STYLE AND ANTI-STYLE
Updated: Mar 2
One of the defining criteria for an artist’s mark used to be an identifiable style, the unique graphic handwriting that only a few of the really consummate draftsmen had. It was the only signature they needed. One could pull their stuff out of a random stack of graphics, with no identification save that of a line or two, and say without hesitation “R. Crumb (for example) drew this”.
R. Crumb, Rembrandt, Moebius, Allen Cober, Rick Geary, Brad Holland, John Cuneo, Joe Cardiello, M.K. Brown are a few people who spring to mind. They all had it when the rest didn’t.
The rest now inform a post-modern crowd, as big as it is forgettable. I will not name names here because I don’t need to, they all look alike and they are now everywhere. It’s pretty much flavorless retro-crap, drawing that used to define copyright free clip art - serial boxes, PTA fliers , cheap-jack comics. Undifferentiated, character free outlines, enclosing flat, uninspired shapes that amounted to a kind of visual cliché of form. It was the non-art Roy Lichtenstein fell back on in 1964 and expanded to bill-board size when he wanted to exploit the meaninglessness of pop culture for New York hipsters.
When I was paste-up boy for the pulp press back in the 80s there were “clip books” full of that nondescript drivel, mom cooking a turkey, dad playing golf, kids in the pool, etc. You tore it off, ran it through the wax machine and slapped it down. It was cut ’n paste, made to order filler for people who couldn’t afford an illustrator or didn’t care what it was so long as it was inoffensive and free.
Now it’s hip, online, and not always free.
It is a curious fact that almost everybody’s handwriting is identifiably unique but almost everybody’s drawing, is generic.
Now, generic is not only a style, but THE style. The non-style of anti-style.
The reasons for this are not hard to fathom. Most people in our brave new world of instant visuals don’t know a Picasso from a thumb print. It’s all good now, and who cares if it ain’t. This idea certainly saves anybody the considerable bother of thinking critically about what is or isn’t good, or about anything really.
It should also be added that a unique style is not god-given, or perhaps only to a degree. Mainly it's the result of hard labor, sweating out your marks over a cold, indifferent drawing board.
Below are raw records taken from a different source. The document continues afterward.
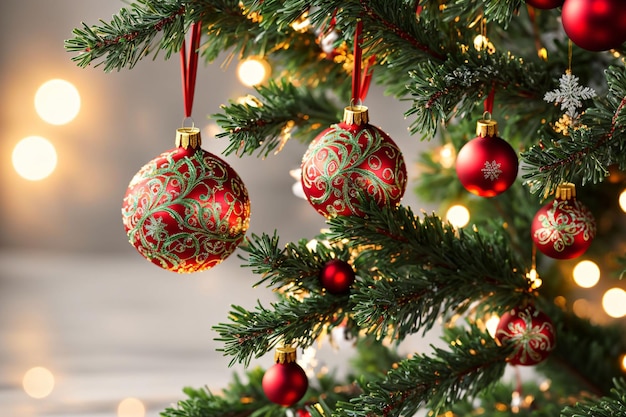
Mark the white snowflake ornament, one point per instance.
(569, 94)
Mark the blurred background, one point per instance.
(87, 326)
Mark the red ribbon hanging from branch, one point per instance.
(361, 78)
(189, 66)
(490, 100)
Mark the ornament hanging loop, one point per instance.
(361, 77)
(189, 66)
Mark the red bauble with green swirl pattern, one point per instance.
(186, 210)
(352, 158)
(563, 228)
(530, 332)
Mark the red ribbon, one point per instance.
(361, 78)
(490, 100)
(189, 66)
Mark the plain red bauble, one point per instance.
(186, 210)
(346, 159)
(337, 276)
(531, 333)
(285, 383)
(487, 166)
(545, 4)
(563, 229)
(595, 25)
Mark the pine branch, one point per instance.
(612, 406)
(410, 273)
(282, 111)
(473, 363)
(598, 142)
(131, 34)
(408, 248)
(499, 11)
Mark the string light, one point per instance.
(131, 407)
(34, 158)
(38, 382)
(447, 155)
(614, 302)
(533, 277)
(622, 201)
(458, 215)
(492, 325)
(253, 71)
(57, 102)
(586, 274)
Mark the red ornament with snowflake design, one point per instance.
(186, 210)
(350, 157)
(595, 25)
(285, 383)
(563, 228)
(531, 333)
(545, 4)
(487, 165)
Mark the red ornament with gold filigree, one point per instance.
(545, 4)
(487, 165)
(349, 158)
(186, 210)
(563, 228)
(531, 333)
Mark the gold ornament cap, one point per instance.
(285, 354)
(565, 191)
(188, 137)
(356, 115)
(486, 127)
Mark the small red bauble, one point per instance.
(531, 333)
(595, 25)
(285, 383)
(545, 4)
(564, 228)
(349, 157)
(487, 165)
(186, 210)
(337, 276)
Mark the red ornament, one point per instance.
(564, 228)
(186, 210)
(487, 165)
(349, 157)
(285, 383)
(595, 25)
(337, 276)
(530, 331)
(545, 4)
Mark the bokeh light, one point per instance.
(38, 382)
(458, 215)
(586, 274)
(131, 407)
(622, 201)
(614, 302)
(253, 71)
(34, 158)
(57, 102)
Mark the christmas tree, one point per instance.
(528, 98)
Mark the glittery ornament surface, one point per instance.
(186, 210)
(346, 159)
(531, 333)
(563, 229)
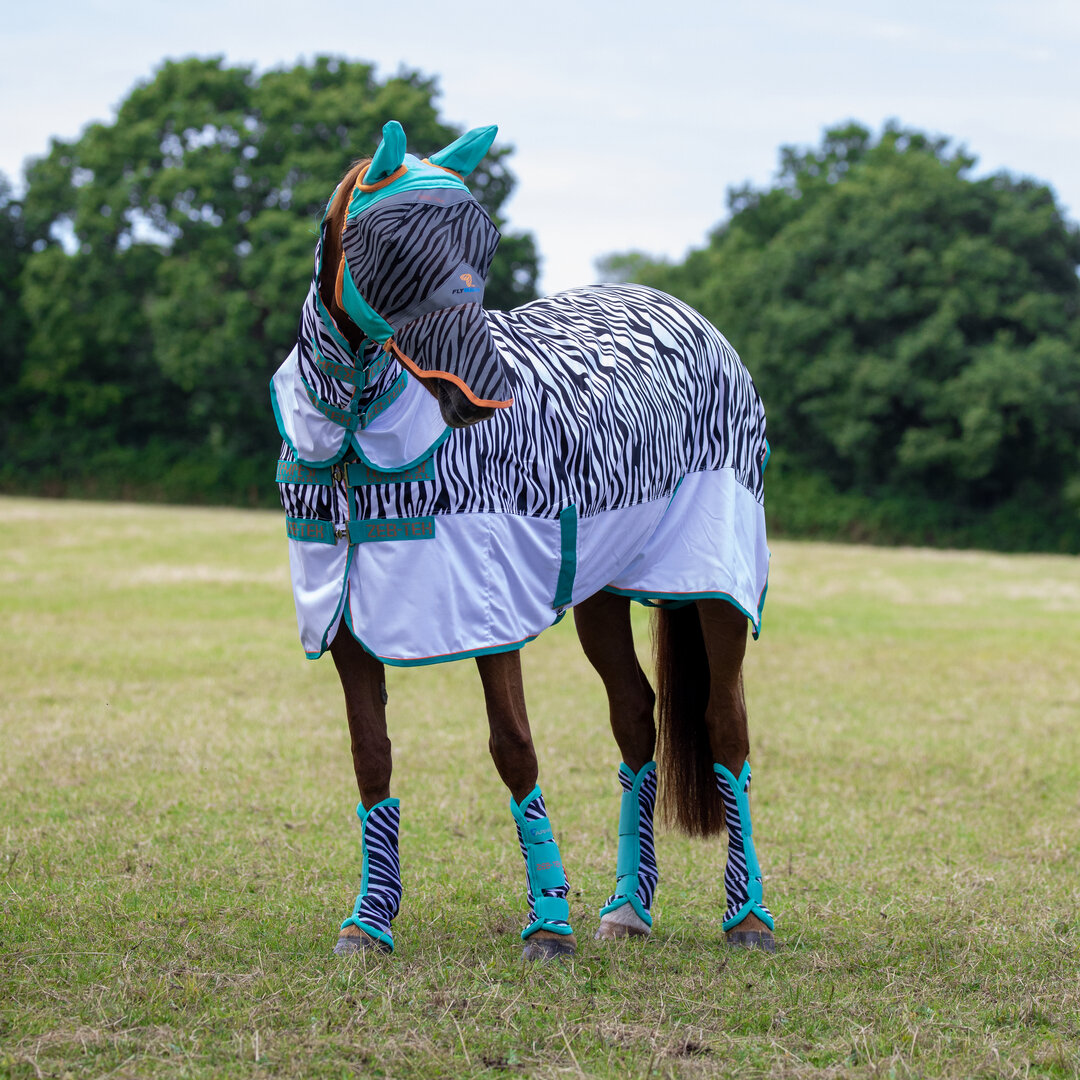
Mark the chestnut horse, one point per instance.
(365, 345)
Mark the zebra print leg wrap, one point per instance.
(742, 878)
(636, 873)
(545, 882)
(380, 887)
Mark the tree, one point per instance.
(172, 251)
(914, 332)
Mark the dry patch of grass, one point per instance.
(177, 841)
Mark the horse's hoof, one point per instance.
(544, 945)
(622, 922)
(752, 939)
(352, 941)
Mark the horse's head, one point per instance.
(416, 247)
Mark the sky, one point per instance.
(629, 120)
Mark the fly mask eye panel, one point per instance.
(416, 253)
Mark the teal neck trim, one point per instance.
(361, 312)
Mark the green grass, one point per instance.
(178, 845)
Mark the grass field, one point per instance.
(178, 845)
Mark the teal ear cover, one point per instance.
(390, 154)
(463, 154)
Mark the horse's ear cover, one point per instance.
(390, 154)
(464, 153)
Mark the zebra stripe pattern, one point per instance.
(534, 811)
(401, 251)
(619, 390)
(742, 876)
(637, 871)
(380, 891)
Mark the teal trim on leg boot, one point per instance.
(545, 879)
(380, 886)
(636, 874)
(742, 877)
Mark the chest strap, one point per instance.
(352, 474)
(374, 530)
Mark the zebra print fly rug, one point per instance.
(631, 460)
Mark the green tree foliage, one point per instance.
(915, 335)
(162, 260)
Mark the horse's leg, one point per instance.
(606, 636)
(549, 932)
(748, 922)
(380, 890)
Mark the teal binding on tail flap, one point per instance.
(629, 862)
(743, 882)
(543, 865)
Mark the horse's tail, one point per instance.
(689, 799)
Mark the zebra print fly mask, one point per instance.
(416, 253)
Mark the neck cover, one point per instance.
(416, 252)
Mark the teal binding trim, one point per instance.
(544, 867)
(335, 621)
(629, 861)
(353, 919)
(405, 464)
(378, 365)
(360, 474)
(346, 417)
(753, 867)
(680, 599)
(293, 472)
(568, 547)
(354, 474)
(361, 312)
(355, 377)
(292, 445)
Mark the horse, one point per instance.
(456, 478)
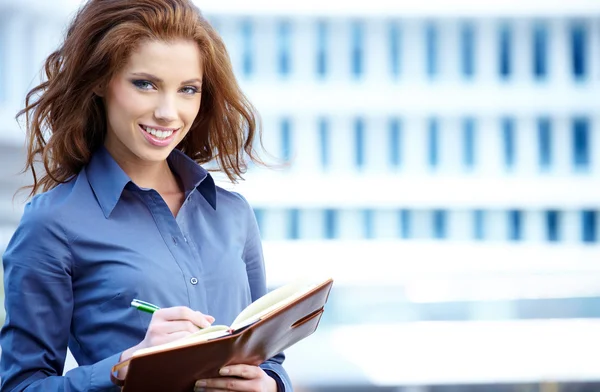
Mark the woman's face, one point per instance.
(152, 102)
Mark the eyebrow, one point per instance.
(159, 80)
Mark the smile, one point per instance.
(159, 133)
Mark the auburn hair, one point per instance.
(66, 121)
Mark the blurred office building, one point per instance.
(439, 159)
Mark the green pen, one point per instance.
(144, 306)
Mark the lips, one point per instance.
(158, 136)
(159, 133)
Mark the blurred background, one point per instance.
(442, 166)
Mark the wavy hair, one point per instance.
(66, 121)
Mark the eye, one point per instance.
(190, 90)
(143, 84)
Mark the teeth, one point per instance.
(159, 134)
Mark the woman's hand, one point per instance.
(168, 324)
(238, 378)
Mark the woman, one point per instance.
(139, 94)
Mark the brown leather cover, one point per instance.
(177, 370)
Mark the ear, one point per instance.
(99, 90)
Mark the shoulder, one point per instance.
(231, 200)
(46, 214)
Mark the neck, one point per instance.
(146, 174)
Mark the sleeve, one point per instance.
(39, 308)
(255, 267)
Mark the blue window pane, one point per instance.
(431, 50)
(284, 46)
(359, 142)
(293, 231)
(247, 48)
(578, 50)
(286, 140)
(331, 224)
(479, 224)
(324, 142)
(581, 143)
(3, 61)
(322, 43)
(440, 224)
(469, 142)
(395, 142)
(540, 51)
(508, 141)
(588, 226)
(505, 57)
(405, 223)
(467, 38)
(552, 226)
(368, 220)
(259, 214)
(433, 142)
(357, 49)
(515, 225)
(544, 143)
(395, 39)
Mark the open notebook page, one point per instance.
(272, 301)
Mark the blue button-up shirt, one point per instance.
(86, 248)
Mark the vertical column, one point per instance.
(560, 146)
(304, 50)
(376, 51)
(595, 144)
(486, 51)
(449, 50)
(413, 51)
(571, 228)
(522, 45)
(338, 51)
(558, 52)
(422, 227)
(495, 225)
(534, 226)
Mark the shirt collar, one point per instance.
(108, 180)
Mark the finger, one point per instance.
(179, 326)
(224, 383)
(184, 313)
(247, 372)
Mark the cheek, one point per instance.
(190, 111)
(125, 104)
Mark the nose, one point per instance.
(166, 109)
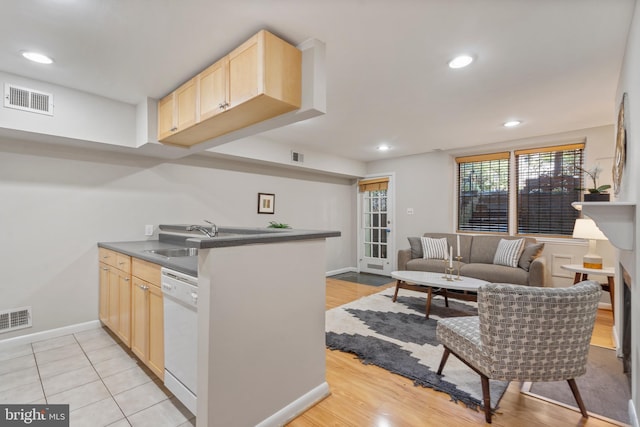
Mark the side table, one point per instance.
(582, 273)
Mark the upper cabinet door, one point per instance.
(245, 70)
(166, 122)
(186, 105)
(213, 89)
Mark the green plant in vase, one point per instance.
(595, 192)
(274, 224)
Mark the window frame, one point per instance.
(513, 185)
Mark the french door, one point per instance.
(375, 243)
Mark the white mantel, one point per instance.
(615, 219)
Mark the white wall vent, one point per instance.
(17, 318)
(297, 157)
(25, 99)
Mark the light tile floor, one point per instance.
(104, 383)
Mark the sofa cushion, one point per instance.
(422, 264)
(483, 247)
(434, 248)
(508, 252)
(530, 252)
(416, 247)
(452, 240)
(495, 273)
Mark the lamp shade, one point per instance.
(586, 228)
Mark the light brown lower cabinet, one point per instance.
(115, 293)
(147, 317)
(131, 305)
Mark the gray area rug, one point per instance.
(398, 338)
(363, 278)
(604, 388)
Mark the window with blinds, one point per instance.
(483, 193)
(549, 180)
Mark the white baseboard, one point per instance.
(51, 333)
(341, 270)
(604, 306)
(297, 407)
(633, 416)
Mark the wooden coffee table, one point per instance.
(435, 283)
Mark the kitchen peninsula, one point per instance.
(261, 307)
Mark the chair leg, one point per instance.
(486, 397)
(576, 395)
(395, 295)
(445, 356)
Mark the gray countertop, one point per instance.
(187, 265)
(237, 236)
(229, 236)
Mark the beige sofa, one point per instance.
(477, 254)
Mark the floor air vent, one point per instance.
(28, 100)
(18, 318)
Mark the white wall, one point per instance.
(77, 115)
(57, 202)
(630, 192)
(426, 183)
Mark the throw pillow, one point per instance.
(416, 247)
(530, 253)
(434, 248)
(508, 252)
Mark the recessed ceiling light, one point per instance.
(37, 57)
(460, 61)
(512, 123)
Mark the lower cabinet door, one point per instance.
(156, 331)
(124, 306)
(140, 318)
(114, 300)
(103, 309)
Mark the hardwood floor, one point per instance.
(368, 396)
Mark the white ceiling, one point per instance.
(554, 64)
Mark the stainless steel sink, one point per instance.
(174, 252)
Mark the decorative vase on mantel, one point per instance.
(596, 197)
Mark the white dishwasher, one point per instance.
(180, 292)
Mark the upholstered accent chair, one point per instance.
(525, 333)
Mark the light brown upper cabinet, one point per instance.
(213, 89)
(260, 79)
(178, 110)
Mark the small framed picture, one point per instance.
(266, 203)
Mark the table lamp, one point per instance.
(586, 228)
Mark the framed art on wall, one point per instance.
(266, 203)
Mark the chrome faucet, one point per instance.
(203, 230)
(214, 228)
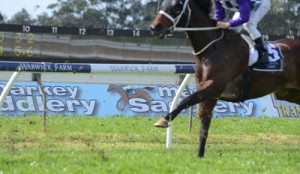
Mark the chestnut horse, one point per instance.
(221, 61)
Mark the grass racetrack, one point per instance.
(133, 145)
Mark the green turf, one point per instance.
(133, 145)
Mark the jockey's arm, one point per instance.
(244, 9)
(219, 11)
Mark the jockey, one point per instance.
(247, 14)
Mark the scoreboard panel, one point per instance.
(93, 45)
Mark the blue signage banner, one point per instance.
(25, 98)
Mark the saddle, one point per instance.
(275, 56)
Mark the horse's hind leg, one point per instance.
(290, 95)
(205, 114)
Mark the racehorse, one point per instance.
(125, 96)
(222, 62)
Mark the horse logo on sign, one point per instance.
(127, 93)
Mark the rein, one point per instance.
(177, 19)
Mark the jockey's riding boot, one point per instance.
(262, 51)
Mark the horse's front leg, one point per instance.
(205, 114)
(206, 92)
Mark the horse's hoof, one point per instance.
(163, 123)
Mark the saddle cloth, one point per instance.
(274, 62)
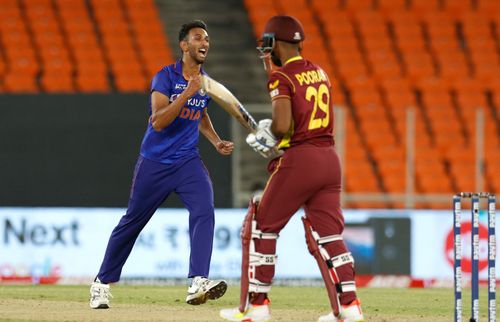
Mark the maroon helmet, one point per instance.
(284, 28)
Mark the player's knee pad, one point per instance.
(251, 259)
(328, 265)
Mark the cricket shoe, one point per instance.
(99, 295)
(254, 313)
(203, 289)
(348, 313)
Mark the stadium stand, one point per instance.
(60, 46)
(438, 56)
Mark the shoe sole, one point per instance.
(212, 294)
(217, 291)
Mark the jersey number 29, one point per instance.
(321, 99)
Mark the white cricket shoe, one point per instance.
(203, 289)
(254, 313)
(99, 295)
(348, 313)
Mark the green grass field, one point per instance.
(166, 303)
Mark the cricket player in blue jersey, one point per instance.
(169, 162)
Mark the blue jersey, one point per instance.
(179, 140)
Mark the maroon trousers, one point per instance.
(305, 176)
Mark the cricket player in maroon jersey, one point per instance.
(307, 174)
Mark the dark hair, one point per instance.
(190, 25)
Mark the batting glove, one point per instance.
(263, 140)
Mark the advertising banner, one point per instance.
(52, 244)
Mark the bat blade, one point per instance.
(222, 96)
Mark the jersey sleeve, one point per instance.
(280, 86)
(161, 83)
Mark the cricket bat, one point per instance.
(222, 96)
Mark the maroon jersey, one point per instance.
(309, 90)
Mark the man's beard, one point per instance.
(194, 55)
(275, 59)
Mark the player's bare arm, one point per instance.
(207, 129)
(164, 112)
(282, 117)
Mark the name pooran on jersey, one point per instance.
(309, 90)
(311, 77)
Hardly anybody wants to do that anymore in an age of lazy digital prosthetics.
While the dictatorship of mass media is certainly culpable in this, I think the demise of cogent, written art criticism might also be a factor. Generic is the go-to style of an indifferent, anti-critical generation. Also, nobody looks at anything for more than half a nanosecond anymore. Art might as well be on flip cards. Nothing looks good, bad or any particular way when it goes by like bullet.
Character-free art is a predictable fit for a modern culture that is, itself, losing all character. Art, and everything else is either decoration or entertainment. Nobody wants to be bored with content. It’s a trivial, throwaway art for a trivial, throwaway society, and an aesthetic dead end.